Abstract: Friction stir welding (FSW) of steel is often performed with an insert made of polycrystalline cubic boron nitride (PCBN). Specifically, MS80 is a grade of PCBN made by Smith MegaDiamond that has been optimized for the FSW process. The PCBN insert is attached to a tungsten carbide (WC) shank by a compression fitting. However, FSW tools manufactured by this method inevitably fail by fracture in the PCBN. Permanently bonding PCBN to WC would likely solve the fracturing problem and increase the life of PCBN FSW tools to be economically viable. Partial transient liquid phase (PTLP) bonding, a process used to join ceramics with thin metallic interlayers, was proposed as a method to permanently bond PCBN to WC. PTLP bonding is often performed using three layers of pure elements.
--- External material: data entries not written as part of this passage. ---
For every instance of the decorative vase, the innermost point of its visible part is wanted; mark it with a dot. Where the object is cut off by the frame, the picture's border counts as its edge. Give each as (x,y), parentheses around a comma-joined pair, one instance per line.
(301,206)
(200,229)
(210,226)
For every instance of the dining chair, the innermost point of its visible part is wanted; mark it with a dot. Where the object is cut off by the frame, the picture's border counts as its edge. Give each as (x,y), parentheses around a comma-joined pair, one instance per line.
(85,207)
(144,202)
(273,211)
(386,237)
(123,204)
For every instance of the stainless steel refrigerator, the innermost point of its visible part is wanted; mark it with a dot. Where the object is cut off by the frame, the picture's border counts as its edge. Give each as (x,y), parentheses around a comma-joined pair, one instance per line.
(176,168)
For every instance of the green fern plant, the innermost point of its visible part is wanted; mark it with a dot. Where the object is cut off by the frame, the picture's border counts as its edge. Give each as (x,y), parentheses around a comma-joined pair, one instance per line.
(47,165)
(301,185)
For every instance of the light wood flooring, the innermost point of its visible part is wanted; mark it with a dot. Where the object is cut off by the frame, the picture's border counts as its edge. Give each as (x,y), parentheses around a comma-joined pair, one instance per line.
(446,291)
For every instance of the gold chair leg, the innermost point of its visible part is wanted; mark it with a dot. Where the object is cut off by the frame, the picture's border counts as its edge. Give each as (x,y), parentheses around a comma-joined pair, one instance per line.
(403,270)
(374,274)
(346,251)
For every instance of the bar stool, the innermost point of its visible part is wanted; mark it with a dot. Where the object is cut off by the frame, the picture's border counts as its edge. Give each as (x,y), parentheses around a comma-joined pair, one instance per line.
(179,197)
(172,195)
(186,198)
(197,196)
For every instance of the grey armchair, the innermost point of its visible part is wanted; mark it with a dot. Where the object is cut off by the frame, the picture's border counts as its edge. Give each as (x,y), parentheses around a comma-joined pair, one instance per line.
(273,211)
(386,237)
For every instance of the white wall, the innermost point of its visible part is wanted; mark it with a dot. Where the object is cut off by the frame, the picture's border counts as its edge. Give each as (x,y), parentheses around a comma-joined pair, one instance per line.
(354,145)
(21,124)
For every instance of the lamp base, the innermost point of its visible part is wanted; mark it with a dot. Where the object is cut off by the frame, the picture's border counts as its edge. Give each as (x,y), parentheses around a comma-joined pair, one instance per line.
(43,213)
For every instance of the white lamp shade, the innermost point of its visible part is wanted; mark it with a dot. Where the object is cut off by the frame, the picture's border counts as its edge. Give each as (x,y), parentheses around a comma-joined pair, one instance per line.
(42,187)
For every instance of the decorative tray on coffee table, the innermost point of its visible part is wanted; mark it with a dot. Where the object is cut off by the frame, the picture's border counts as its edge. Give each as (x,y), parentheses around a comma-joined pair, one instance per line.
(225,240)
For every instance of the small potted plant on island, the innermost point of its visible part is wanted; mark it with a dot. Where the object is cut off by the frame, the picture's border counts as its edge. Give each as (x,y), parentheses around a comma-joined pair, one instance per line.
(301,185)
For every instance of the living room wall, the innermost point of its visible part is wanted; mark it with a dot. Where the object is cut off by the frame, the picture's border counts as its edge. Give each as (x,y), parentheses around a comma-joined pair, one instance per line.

On heating, the two thin outer interlayers melt and bond to the ceramics. Concurrently, these liquid layers diffuse into the thicker refractory core until solidification has occurred isothermally. A procedure was developed to reduce the number of possible three-layer PTLP bonding setups to a small set of ideal setups using logical filters. Steps in this filtering method include a database of all existing binary systems, sessile drop testing of 20 elements, and a routine that calculates maximum interlayer thicknesses. Results of sessile drop testing showed that the PCBN grade required for this research could only be bonded with an alloy of Ti, Cu, Mg, and Sb. Two PTLP bond setups were tested using this special coating on the PCBN, but a successful bond could not be achieved. However, a PTLP bond of WC to WC was successful and proved the usefulness of the filtering procedure for determining PTLP bond setups. This filtering procedure is then set forth in generalized terms that can be used to PTLP bond any material. Also, recommendations for future research to bond this grade of PCBN, or some other grade, to WC are presented.